MAMIYA6改

壊れたマミヤ6+ヘリコイド+レンズシャッターアセンブリー=万能(?)レンジファインターカメラということになった。いささか無責任な言い方だが、他に適当な説明がない。

マミヤ6はボディー側にフォーカシングユニットが全て集中している。いわゆるバックフォーカシングである。論理的にはこれを使えば75oレンズは正しい位置に固定するだけで、普通の距離形式カメラとして使えるわけだ。
この間を何で繋ぐかだが、普通はおとなしく蛇腹を残し、レンズアセンブリーのみ交換する。しかし、このボディーが私のところへ来たときにはきれいさっぱり何もなく、フタも蛇腹もない一眼レフのボディーみたいなもので登場したのだ。こういう改造をした人は、もちろん皆さんが良く知る610さんだが、おそらく再生不能のジャンク又は、元々レンズがない状態で入手されたのだろう。



この状態から、ピンホールカメラなどに流用していたのだが、自作機用に以前手に入れた、ボーグのヘリコイドをつければよいと思いついた。(実際には半年前に企画してそのままになっていた)



これが用意したものである。本体とヘリコイドと、ピントグラス(レンズ交換に必須)だけだ。もちろんシャッターの生きているレンズが必要なのは言うまでもない。



この状態で固定する。ただし、今回はちょうど良いボードがなかったので、レンズは強力両面テープで固定した。いろいろアタッチメントを使えるから、完全に固定するのは容易い。M42やL39マウントならそのまま取り付けることも出来る。もちろんフランジバックが合わないから、これらの場合は接写専用になってしまうが。



一先ず組み立てたところ。



化粧直しして出来上がり。

《使い方》

シャッターを開放にし、距離計は無限遠に設定、ピントグラスとヘリコイドでフランジバックを修整し、その位置にマークする。後は撮影時にはその位置でヘリコイドを固定し、以降は本体距離計にて撮影する。
75o以外の場合、距離計で測距し、ヘリコイドには距離目盛を打てば、単独距離形式として使用可能。広角ならばまったく問題ないが使えるレンズはあまりないだろう。75ミリより長い場合、距離計精度から考えれば、ある程度離れた被写体の場合は実用範囲であろう。少なくとも目測よりは精度が高いことは言うまでもない。

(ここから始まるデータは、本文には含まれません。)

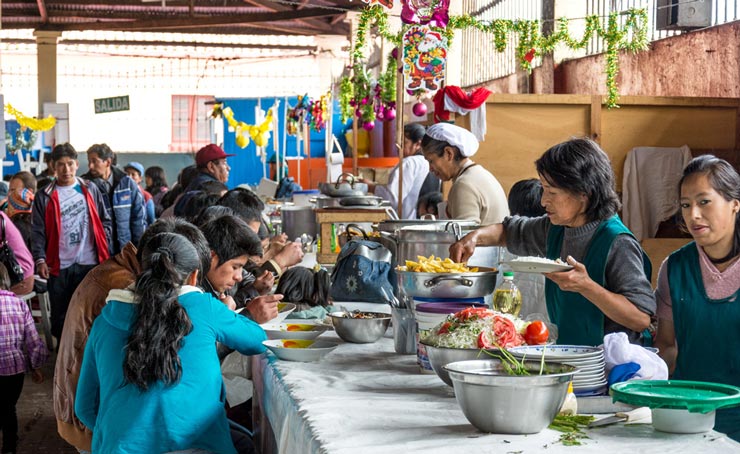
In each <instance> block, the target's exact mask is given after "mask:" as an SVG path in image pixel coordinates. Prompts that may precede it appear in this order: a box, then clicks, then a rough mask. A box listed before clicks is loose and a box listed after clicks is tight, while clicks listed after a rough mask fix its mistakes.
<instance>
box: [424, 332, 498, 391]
mask: <svg viewBox="0 0 740 454" xmlns="http://www.w3.org/2000/svg"><path fill="white" fill-rule="evenodd" d="M420 343H421V344H422V345H424V347H425V348H426V351H427V357H428V358H429V363H430V364H431V365H432V369H433V370H434V372H435V373H436V374H437V376H438V377H439V378H441V379H442V381H443V382H445V383H447V386H452V379H451V378H450V374H448V373H447V371H446V370H445V368H444V366H446V365H447V364H450V363H454V362H458V361H468V360H474V359H490V356H488V355H487V354H486V353H484V352H482V351H481V349H479V348H446V347H435V346H433V345H430V344H428V343H426V342H424V341H420ZM488 351H489V352H490V353H493V354H495V352H496V351H498V349H490V350H488Z"/></svg>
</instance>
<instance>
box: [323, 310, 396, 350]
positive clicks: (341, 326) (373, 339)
mask: <svg viewBox="0 0 740 454" xmlns="http://www.w3.org/2000/svg"><path fill="white" fill-rule="evenodd" d="M365 313H368V314H373V315H374V317H373V318H351V317H348V315H349V314H348V313H347V312H332V313H331V314H329V317H331V323H332V325H334V330H335V331H336V332H337V335H338V336H339V337H340V338H341V339H342V340H345V341H347V342H353V343H355V344H369V343H371V342H375V341H377V340H378V339H380V338H381V337H382V336H383V334H385V331H386V330H387V329H388V324H389V323H390V322H391V314H383V313H380V312H365Z"/></svg>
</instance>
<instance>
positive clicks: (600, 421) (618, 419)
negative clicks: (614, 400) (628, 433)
mask: <svg viewBox="0 0 740 454" xmlns="http://www.w3.org/2000/svg"><path fill="white" fill-rule="evenodd" d="M650 415H651V413H650V409H649V408H648V407H639V408H635V409H634V410H630V411H626V412H621V411H620V412H617V413H615V414H614V415H613V416H607V417H606V418H601V419H597V420H596V421H593V422H591V423H590V424H589V425H588V427H589V428H592V427H601V426H607V425H609V424H614V423H618V422H631V421H638V420H641V419H645V418H648V417H650Z"/></svg>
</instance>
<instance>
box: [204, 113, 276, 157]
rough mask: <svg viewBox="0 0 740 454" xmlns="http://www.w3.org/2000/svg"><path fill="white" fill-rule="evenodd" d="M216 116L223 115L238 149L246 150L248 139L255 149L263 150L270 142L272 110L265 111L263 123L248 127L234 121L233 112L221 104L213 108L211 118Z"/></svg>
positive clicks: (271, 127) (235, 119)
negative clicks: (233, 138)
mask: <svg viewBox="0 0 740 454" xmlns="http://www.w3.org/2000/svg"><path fill="white" fill-rule="evenodd" d="M218 115H223V117H224V119H226V122H227V123H228V124H229V130H233V131H234V134H235V137H234V139H235V142H236V146H238V147H239V148H246V146H247V145H249V139H250V138H251V139H252V141H253V142H254V144H255V146H257V147H260V148H263V147H266V146H267V142H268V141H269V140H270V131H271V130H272V109H268V110H267V115H266V116H265V119H264V121H262V123H260V124H259V125H250V124H247V123H245V122H243V121H239V120H237V119H235V118H234V111H233V110H231V107H224V106H223V104H216V105H214V107H213V111H212V112H211V116H213V117H214V118H215V117H217V116H218Z"/></svg>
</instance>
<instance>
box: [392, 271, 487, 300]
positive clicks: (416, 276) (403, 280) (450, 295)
mask: <svg viewBox="0 0 740 454" xmlns="http://www.w3.org/2000/svg"><path fill="white" fill-rule="evenodd" d="M396 274H397V275H398V285H399V287H400V288H403V291H404V293H405V294H406V295H409V296H414V297H419V298H479V297H481V296H486V295H490V294H491V293H493V290H494V289H495V288H496V275H497V274H498V270H497V269H496V268H484V267H480V268H478V271H477V272H475V273H472V272H470V273H417V272H414V271H401V270H398V271H396Z"/></svg>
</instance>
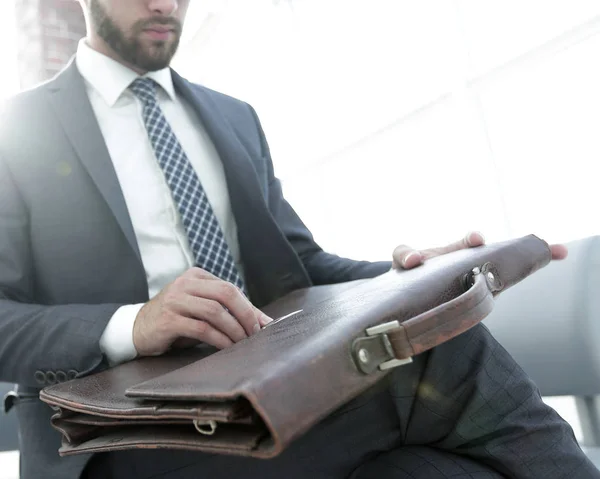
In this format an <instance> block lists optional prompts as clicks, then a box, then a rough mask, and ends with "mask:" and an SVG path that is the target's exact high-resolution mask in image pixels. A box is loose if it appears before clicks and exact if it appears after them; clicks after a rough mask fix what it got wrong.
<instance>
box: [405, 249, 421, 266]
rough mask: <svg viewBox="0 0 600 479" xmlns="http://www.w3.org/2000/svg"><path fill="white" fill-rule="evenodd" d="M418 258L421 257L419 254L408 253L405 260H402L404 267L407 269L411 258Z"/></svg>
mask: <svg viewBox="0 0 600 479" xmlns="http://www.w3.org/2000/svg"><path fill="white" fill-rule="evenodd" d="M417 256H421V254H420V253H418V252H417V251H412V252H410V253H408V254H407V255H406V256H405V257H404V260H402V266H404V267H406V265H407V264H408V260H409V259H410V258H415V257H417Z"/></svg>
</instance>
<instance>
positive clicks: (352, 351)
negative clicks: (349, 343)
mask: <svg viewBox="0 0 600 479" xmlns="http://www.w3.org/2000/svg"><path fill="white" fill-rule="evenodd" d="M401 327H402V326H401V325H400V323H399V322H398V321H390V322H389V323H384V324H379V325H377V326H373V327H371V328H368V329H366V330H365V333H366V335H367V337H362V338H358V339H356V340H355V341H354V343H353V344H352V353H353V357H354V362H355V363H356V366H357V367H358V369H360V370H361V371H362V372H363V373H365V374H371V373H373V372H375V371H377V370H380V371H386V370H388V369H392V368H395V367H398V366H402V365H404V364H409V363H412V358H406V359H396V358H395V357H394V350H393V348H392V343H391V342H390V338H389V336H388V335H387V333H388V332H390V331H395V330H397V329H400V328H401Z"/></svg>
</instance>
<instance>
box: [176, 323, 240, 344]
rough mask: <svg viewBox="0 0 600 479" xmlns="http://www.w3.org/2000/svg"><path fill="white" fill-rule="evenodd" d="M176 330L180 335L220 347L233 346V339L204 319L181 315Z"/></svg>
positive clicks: (187, 337) (180, 335) (200, 341)
mask: <svg viewBox="0 0 600 479" xmlns="http://www.w3.org/2000/svg"><path fill="white" fill-rule="evenodd" d="M176 330H177V332H178V333H179V334H178V336H180V337H184V338H189V339H195V340H196V341H200V342H202V343H206V344H210V345H211V346H214V347H216V348H219V349H225V348H228V347H230V346H233V342H232V341H231V339H229V338H228V337H227V336H225V335H224V334H223V333H222V332H221V331H217V330H216V329H215V328H213V327H212V326H211V325H210V324H208V323H206V322H204V321H197V320H195V319H190V318H186V317H183V316H180V317H179V318H178V320H177V324H176Z"/></svg>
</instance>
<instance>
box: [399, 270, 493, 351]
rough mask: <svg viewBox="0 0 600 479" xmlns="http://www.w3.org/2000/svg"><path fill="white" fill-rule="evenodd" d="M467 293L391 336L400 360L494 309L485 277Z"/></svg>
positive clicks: (457, 331) (472, 322)
mask: <svg viewBox="0 0 600 479" xmlns="http://www.w3.org/2000/svg"><path fill="white" fill-rule="evenodd" d="M474 279H475V284H474V285H473V286H472V287H471V288H469V290H467V291H466V292H465V293H463V294H461V295H460V296H458V297H457V298H454V299H452V300H450V301H448V302H447V303H444V304H442V305H440V306H438V307H436V308H433V309H432V310H430V311H426V312H425V313H422V314H420V315H418V316H415V317H414V318H411V319H409V320H408V321H404V322H402V323H400V327H399V328H398V330H397V331H392V332H390V333H388V337H389V339H390V342H391V343H392V349H393V350H394V356H395V357H396V359H406V358H409V357H412V356H416V355H417V354H420V353H423V352H425V351H427V350H429V349H431V348H434V347H435V346H438V345H439V344H441V343H444V342H446V341H448V340H449V339H452V338H454V337H456V336H458V335H459V334H462V333H464V332H465V331H467V330H468V329H470V328H472V327H473V326H475V325H476V324H477V323H479V322H481V320H483V318H485V317H486V316H487V315H488V314H490V313H491V312H492V309H493V308H494V296H493V294H492V291H491V289H490V287H489V286H488V281H487V279H486V278H485V276H484V275H483V274H476V275H475V276H474Z"/></svg>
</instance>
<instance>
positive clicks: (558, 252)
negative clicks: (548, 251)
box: [550, 244, 569, 260]
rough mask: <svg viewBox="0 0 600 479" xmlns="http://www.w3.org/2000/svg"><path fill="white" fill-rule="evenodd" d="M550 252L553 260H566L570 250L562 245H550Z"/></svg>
mask: <svg viewBox="0 0 600 479" xmlns="http://www.w3.org/2000/svg"><path fill="white" fill-rule="evenodd" d="M550 252H551V253H552V259H553V260H560V259H565V258H566V257H567V256H568V255H569V250H568V249H567V247H566V246H565V245H562V244H553V245H550Z"/></svg>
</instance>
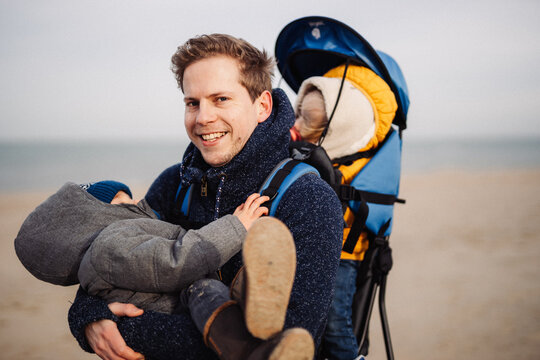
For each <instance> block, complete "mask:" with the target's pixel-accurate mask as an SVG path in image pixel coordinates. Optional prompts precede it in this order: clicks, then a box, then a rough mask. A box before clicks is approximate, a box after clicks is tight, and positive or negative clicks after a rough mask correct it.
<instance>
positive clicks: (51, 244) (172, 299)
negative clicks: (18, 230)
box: [15, 181, 268, 313]
mask: <svg viewBox="0 0 540 360" xmlns="http://www.w3.org/2000/svg"><path fill="white" fill-rule="evenodd" d="M131 196H132V195H131V191H130V189H129V187H127V186H126V185H125V184H122V183H120V182H117V181H100V182H96V183H92V184H87V185H77V184H74V183H66V184H65V185H64V186H63V187H62V188H61V189H60V190H58V191H57V192H56V193H55V194H53V195H52V196H51V197H49V198H48V199H47V200H46V201H45V202H44V203H42V204H41V205H39V206H38V207H37V208H36V209H35V210H34V211H33V212H32V213H31V214H30V215H29V216H28V218H27V219H26V220H25V222H24V223H23V225H22V226H21V229H20V231H19V234H18V236H17V238H16V239H15V250H16V253H17V256H18V257H19V259H20V260H21V262H22V263H23V265H24V266H25V267H26V268H27V269H28V270H29V271H30V272H31V273H32V274H33V275H34V276H36V277H37V278H38V279H40V280H44V281H47V282H50V283H53V284H57V285H72V284H76V283H79V282H80V284H81V286H82V287H83V288H84V289H85V290H86V291H87V292H88V293H89V294H90V295H94V296H99V297H102V298H103V299H105V300H107V301H108V302H113V301H119V302H130V303H132V304H134V305H137V306H140V307H143V308H145V309H148V310H155V311H161V312H167V313H171V312H173V310H174V308H175V307H176V305H177V303H178V293H179V291H180V290H181V289H182V288H185V287H187V286H188V285H190V284H191V283H192V282H193V281H195V280H197V279H200V278H203V277H205V276H207V275H208V274H212V273H214V272H215V271H216V270H217V269H218V268H219V267H220V266H222V265H223V264H224V263H225V262H227V261H228V260H229V259H230V258H231V257H232V256H233V255H235V254H236V253H238V252H239V251H240V250H241V248H242V242H243V239H244V237H245V235H246V231H247V230H249V228H250V227H251V225H252V224H253V222H254V221H255V220H257V219H258V218H259V217H261V216H262V215H264V214H266V213H267V212H268V209H266V208H265V207H261V206H260V205H261V204H262V203H263V202H264V201H265V200H267V197H261V196H260V195H259V194H252V195H250V196H249V197H248V199H247V200H246V202H245V203H244V204H242V205H241V206H239V207H238V208H237V209H236V211H235V212H234V214H233V215H226V216H224V217H222V218H220V219H218V220H216V221H214V222H212V223H210V224H208V225H206V226H203V227H202V228H200V229H198V230H189V231H186V230H185V229H183V228H182V227H180V226H178V225H173V224H169V223H166V222H164V221H160V220H158V219H157V216H156V214H155V213H154V212H153V211H152V210H151V209H150V207H149V206H148V204H147V203H146V200H144V199H143V200H141V201H135V200H132V198H131ZM145 254H152V255H151V256H148V255H145Z"/></svg>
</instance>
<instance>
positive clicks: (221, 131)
mask: <svg viewBox="0 0 540 360" xmlns="http://www.w3.org/2000/svg"><path fill="white" fill-rule="evenodd" d="M225 134H227V133H226V132H224V131H221V132H215V133H210V134H202V135H200V136H201V138H202V139H203V140H204V141H210V142H213V141H216V140H217V139H219V138H221V137H223V136H225Z"/></svg>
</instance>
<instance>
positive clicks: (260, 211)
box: [255, 206, 268, 217]
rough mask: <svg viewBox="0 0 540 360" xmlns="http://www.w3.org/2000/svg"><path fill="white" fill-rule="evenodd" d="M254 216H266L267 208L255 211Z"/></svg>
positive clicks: (266, 207) (260, 216)
mask: <svg viewBox="0 0 540 360" xmlns="http://www.w3.org/2000/svg"><path fill="white" fill-rule="evenodd" d="M255 215H256V216H258V217H261V216H263V215H268V208H267V207H264V206H261V207H260V208H257V210H255Z"/></svg>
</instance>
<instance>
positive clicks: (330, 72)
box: [324, 65, 398, 155]
mask: <svg viewBox="0 0 540 360" xmlns="http://www.w3.org/2000/svg"><path fill="white" fill-rule="evenodd" d="M344 70H345V65H341V66H338V67H336V68H334V69H332V70H330V71H328V72H327V73H326V74H325V75H324V76H325V77H329V78H333V79H339V80H340V81H341V78H342V77H343V71H344ZM345 79H346V81H349V82H350V83H351V84H352V85H354V86H355V88H356V89H358V90H359V91H361V92H362V94H364V96H365V97H366V99H367V100H368V101H369V102H370V104H371V107H372V109H373V114H374V122H375V133H374V136H372V138H371V139H370V140H369V141H368V142H367V143H366V144H365V146H364V147H362V148H359V149H357V150H356V151H365V150H369V149H371V148H375V147H377V146H378V145H379V143H380V142H382V141H383V140H384V138H385V137H386V134H387V133H388V131H389V130H390V127H391V126H392V121H393V120H394V117H395V115H396V111H397V108H398V105H397V101H396V97H395V95H394V93H393V92H392V90H391V89H390V86H388V84H387V83H386V82H385V81H384V80H383V79H382V78H380V77H379V76H378V75H377V74H375V73H374V72H373V71H371V70H370V69H368V68H366V67H363V66H356V65H350V66H349V68H348V69H347V75H346V77H345ZM340 106H341V100H340V103H339V104H338V108H339V107H340ZM346 106H347V105H346ZM332 122H333V120H332ZM332 122H331V123H330V128H331V127H332ZM346 155H350V154H346Z"/></svg>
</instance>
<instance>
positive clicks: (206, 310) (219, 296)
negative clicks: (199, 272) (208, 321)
mask: <svg viewBox="0 0 540 360" xmlns="http://www.w3.org/2000/svg"><path fill="white" fill-rule="evenodd" d="M181 297H182V300H181V301H182V304H183V305H184V306H187V307H188V308H189V312H190V314H191V318H192V319H193V322H194V323H195V325H196V326H197V329H199V331H200V332H201V334H203V333H204V325H206V322H207V321H208V319H209V318H210V315H212V314H213V313H214V311H215V310H216V309H217V308H218V307H220V306H221V305H222V304H224V303H225V302H227V301H229V300H231V297H230V296H229V288H228V287H227V286H225V285H224V284H223V283H222V282H221V281H219V280H215V279H201V280H197V281H195V282H194V283H193V284H191V285H190V286H189V287H188V288H187V289H186V290H185V291H183V292H182V295H181Z"/></svg>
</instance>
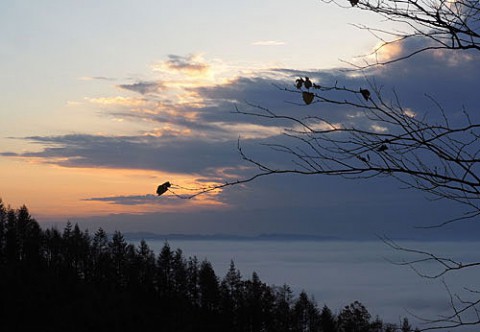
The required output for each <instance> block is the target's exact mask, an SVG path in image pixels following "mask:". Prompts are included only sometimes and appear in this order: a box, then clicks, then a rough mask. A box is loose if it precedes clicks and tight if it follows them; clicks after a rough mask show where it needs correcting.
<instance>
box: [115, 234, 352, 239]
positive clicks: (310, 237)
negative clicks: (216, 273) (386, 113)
mask: <svg viewBox="0 0 480 332" xmlns="http://www.w3.org/2000/svg"><path fill="white" fill-rule="evenodd" d="M123 235H124V237H125V239H127V240H142V239H143V240H145V241H148V240H166V241H167V240H192V241H195V240H196V241H200V240H203V241H205V240H208V241H339V240H345V239H341V238H338V237H333V236H322V235H310V234H277V233H266V234H259V235H252V236H248V235H234V234H176V233H173V234H157V233H151V232H129V233H123Z"/></svg>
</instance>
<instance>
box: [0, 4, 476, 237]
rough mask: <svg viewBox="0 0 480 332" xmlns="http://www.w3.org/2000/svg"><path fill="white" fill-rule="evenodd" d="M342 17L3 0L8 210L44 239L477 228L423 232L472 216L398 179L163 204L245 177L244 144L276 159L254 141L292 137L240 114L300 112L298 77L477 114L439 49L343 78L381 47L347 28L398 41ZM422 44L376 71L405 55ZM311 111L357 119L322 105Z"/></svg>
mask: <svg viewBox="0 0 480 332" xmlns="http://www.w3.org/2000/svg"><path fill="white" fill-rule="evenodd" d="M347 5H348V6H347ZM347 5H346V6H345V7H344V8H342V7H338V6H335V5H333V4H332V5H327V4H324V3H322V2H320V1H313V0H311V1H310V0H304V1H286V0H275V1H273V0H264V1H261V2H258V1H255V2H254V1H250V0H248V1H221V2H220V1H211V0H206V1H201V2H200V1H197V2H192V1H163V0H156V1H153V0H152V1H149V0H138V1H127V0H115V1H112V0H105V1H101V2H98V1H90V0H86V1H82V2H81V3H80V2H78V1H58V0H57V1H54V0H45V1H41V2H40V1H31V0H30V1H27V0H24V1H22V0H16V1H14V0H4V1H2V2H1V3H0V30H1V31H2V34H1V35H0V89H1V91H2V94H1V97H0V112H1V115H2V120H1V122H0V197H1V198H2V200H3V201H4V202H5V203H7V204H10V205H11V206H12V207H19V206H20V205H22V204H25V205H26V206H27V207H28V208H29V210H30V212H31V213H32V214H33V216H34V217H35V218H36V219H37V220H38V221H39V222H40V223H41V224H44V225H51V224H53V223H61V224H64V223H66V222H67V220H70V221H71V222H78V223H79V224H81V225H84V226H85V227H88V228H90V229H92V228H93V229H95V228H97V227H100V226H101V227H103V228H105V229H107V230H115V229H118V230H121V231H124V232H156V233H201V234H216V233H233V234H260V233H295V234H317V235H326V236H337V237H343V238H354V237H365V238H368V237H374V236H375V235H376V234H389V235H392V236H398V237H414V238H423V237H428V236H431V235H432V234H434V235H441V236H442V237H447V238H452V239H456V238H467V237H469V236H470V237H471V236H472V234H473V233H472V230H473V229H476V228H475V227H477V228H478V226H476V225H475V224H473V223H462V224H461V225H450V226H448V227H445V228H443V229H442V230H429V231H428V232H427V231H424V230H419V229H417V228H416V226H422V225H431V224H437V223H438V221H443V220H445V218H448V217H454V216H458V214H461V213H462V210H461V208H460V207H459V206H458V205H456V204H453V203H449V202H443V201H442V202H438V201H431V200H428V197H427V198H426V197H425V194H423V193H418V192H415V191H411V190H405V189H402V188H401V185H400V184H399V183H397V182H395V181H393V180H391V179H388V178H381V179H372V180H368V181H352V180H345V179H339V178H334V177H323V176H316V177H301V176H296V177H295V176H275V177H269V178H262V179H259V180H257V181H254V182H251V183H248V184H245V185H241V186H235V187H228V188H225V189H223V190H220V191H215V192H212V193H210V194H205V195H200V196H198V197H196V198H195V199H190V200H185V199H180V198H178V197H176V196H175V195H173V194H172V193H167V194H166V195H164V196H162V197H157V196H156V195H155V190H156V187H157V185H158V184H160V183H163V182H165V181H170V182H172V183H174V184H175V185H177V186H180V187H185V188H198V187H201V186H208V185H215V184H219V183H222V182H224V181H231V180H235V179H238V178H242V177H243V176H245V175H246V174H249V173H248V172H249V168H248V167H249V166H251V165H249V164H247V163H245V162H244V161H242V158H241V156H240V155H239V152H238V150H237V142H238V139H239V137H240V138H241V142H242V146H243V148H244V149H245V151H247V153H248V154H249V155H255V156H260V157H262V158H267V159H269V160H277V159H276V158H280V156H278V154H275V153H273V151H268V150H265V149H262V147H261V144H260V143H261V142H265V141H266V140H282V139H284V133H285V131H284V129H285V128H283V127H282V126H279V124H278V123H267V122H265V121H259V119H256V118H252V117H246V116H242V115H239V114H235V107H245V108H247V107H248V104H256V105H262V106H265V107H268V108H271V109H275V110H276V111H278V112H282V113H284V114H289V112H290V114H291V113H294V112H299V106H298V104H299V103H298V100H297V99H295V98H297V97H298V96H295V95H292V94H288V93H285V92H284V91H281V89H279V88H278V86H284V87H292V86H293V83H294V81H295V79H296V78H298V77H303V76H309V77H312V78H313V79H315V80H316V81H318V82H326V83H327V84H334V82H336V81H339V82H342V84H343V83H345V84H349V85H350V86H353V87H355V88H356V87H361V86H364V85H365V84H366V81H367V80H371V79H374V80H375V82H377V83H378V84H379V85H382V86H384V87H385V90H388V91H392V90H393V89H394V90H395V91H396V92H397V93H398V94H399V96H400V97H401V98H404V100H405V103H406V105H407V107H408V108H409V109H411V110H412V111H413V112H414V113H416V114H422V112H425V111H427V112H428V110H429V109H432V105H431V103H430V102H429V101H428V98H426V97H425V94H429V95H432V96H434V97H435V98H436V100H437V101H438V102H439V103H440V104H441V105H442V106H444V107H445V109H447V110H449V112H452V113H451V115H452V116H455V115H457V114H458V113H459V112H460V111H461V110H462V109H463V108H465V109H466V110H467V111H471V112H472V114H473V115H474V114H475V113H474V112H475V111H476V109H477V108H478V100H475V96H476V93H477V87H478V83H479V77H478V75H473V74H472V73H475V72H478V69H479V68H478V67H479V65H480V62H479V61H478V60H479V59H478V55H476V54H474V53H468V52H465V53H456V54H451V53H447V52H430V53H425V54H422V55H419V56H417V57H414V58H412V59H409V60H405V61H402V62H401V63H395V64H392V65H389V66H383V67H380V68H376V69H375V70H374V71H372V72H369V73H367V74H365V73H362V74H351V73H350V72H346V71H343V70H342V69H344V68H346V67H348V64H347V63H348V62H357V61H361V59H362V58H359V56H363V55H368V54H370V53H371V52H372V50H373V49H375V47H377V46H378V43H379V40H378V39H377V38H375V36H373V35H371V34H369V33H368V32H366V31H362V30H359V29H358V28H356V27H354V26H353V25H352V23H354V24H368V25H370V26H382V24H383V26H385V24H387V26H388V28H395V27H394V26H393V25H392V24H391V23H388V22H387V23H385V22H381V20H380V18H378V17H375V16H374V15H372V14H369V13H366V12H363V11H359V10H358V9H357V8H351V7H350V5H349V4H348V3H347ZM415 43H416V42H415ZM415 43H401V44H397V45H395V46H394V47H390V48H388V49H385V50H384V51H383V52H381V53H380V54H379V56H380V57H381V58H382V59H385V60H388V59H390V58H392V57H394V56H397V55H401V54H407V53H408V51H409V50H411V49H414V48H415V47H418V44H415ZM420 43H421V41H420ZM373 74H374V76H372V75H373ZM366 75H367V76H368V77H367V76H366ZM452 97H453V98H452ZM301 112H311V113H310V114H314V113H315V112H324V113H325V112H327V113H328V112H329V113H328V114H330V116H332V118H334V119H335V121H338V122H339V123H344V122H346V121H351V119H352V114H351V112H348V111H343V112H340V111H338V110H335V109H333V108H332V109H322V108H321V107H320V106H314V105H312V107H310V108H308V109H305V108H302V109H301ZM333 112H337V113H333ZM349 119H350V120H349ZM177 191H178V193H180V194H185V193H188V192H185V191H184V190H182V189H178V190H177Z"/></svg>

と言うわけで、めでたく完成した。最初の犠牲者、いや、テスト撮影は本体が修復できていないセミパールが勤めた。これは本体ガタガタ、蛇腹も駄目なので、いの一番に候補としてあげていた。以前の試写でヘキサーとしては不本意な結果だっただけに、心中では大いに期待していたのだ。

《その後》

試写してみて、このレンズは使えると思った。そうなるとこの形式はヘリコイドが無駄になってくる。ヘリコイドは別途他のカメラを作る時に使うことにして、鏡胴を作った。



材質は「紙」、つまり紙の筒である。ちょうど二重になる筒が有ったので、これで組み立てた。紙は思いのほか強力で、何枚か接着すれば、木に近い強度が出る。加工はカッターで簡単なので、ピントグラスで合わせながらケラレるぎりぎりのバッフルにした。



接着と反射防止塗装をし、その上からボディー用の皮を張ると、もはや中が紙だとはまったくわからないすっきりしたものになった。



これにて完成、改めて写して微調整している。

《試写1》

最初は光漏れだらけで(穴をふさぎ忘れた)この2カットのみ使えるレベルだった。二枚目は大きくトリミングしている。約1/3の面積である。





逆光でもちゃんと描写している。レンズは清掃しなおしたので、やっとクリアーな描写になった。







これはファインダーでは太陽がまともに入っている。この程度なら実用可能だ(テストにつきフードは使っていない)



ピントは木に合わせた。バックボケは素直だ。

使ってみて操作的にはまさにレンジファインダー。使いにくいところはまったくない。ヘリコイドを動かないように固定すれば、まったく問題ないだろう。これからボディーの遮光が怪しい二眼レフ用のレンズなどの真の実力を知るのにはこれに付ければよいので楽しみだ。
全て右下に光線曳きが残っているが、これは原因がわかったのですでに対策した。

もちろん、何も壊れていないマミヤ6を壊すのは可哀想だし、問題外なのでたまたまこういうものがあったから手を入れたとご承知願いたい。

《試写2》

固定してからのもの、無限遠がずれたのでまだ微調整しているが、まあ使えるものになったと思う。







ピントはまだだが、諧調は良い。3枚目はわざと太陽を入れて様子を見たが、フレアーやゴーストには非常に強いとわかった。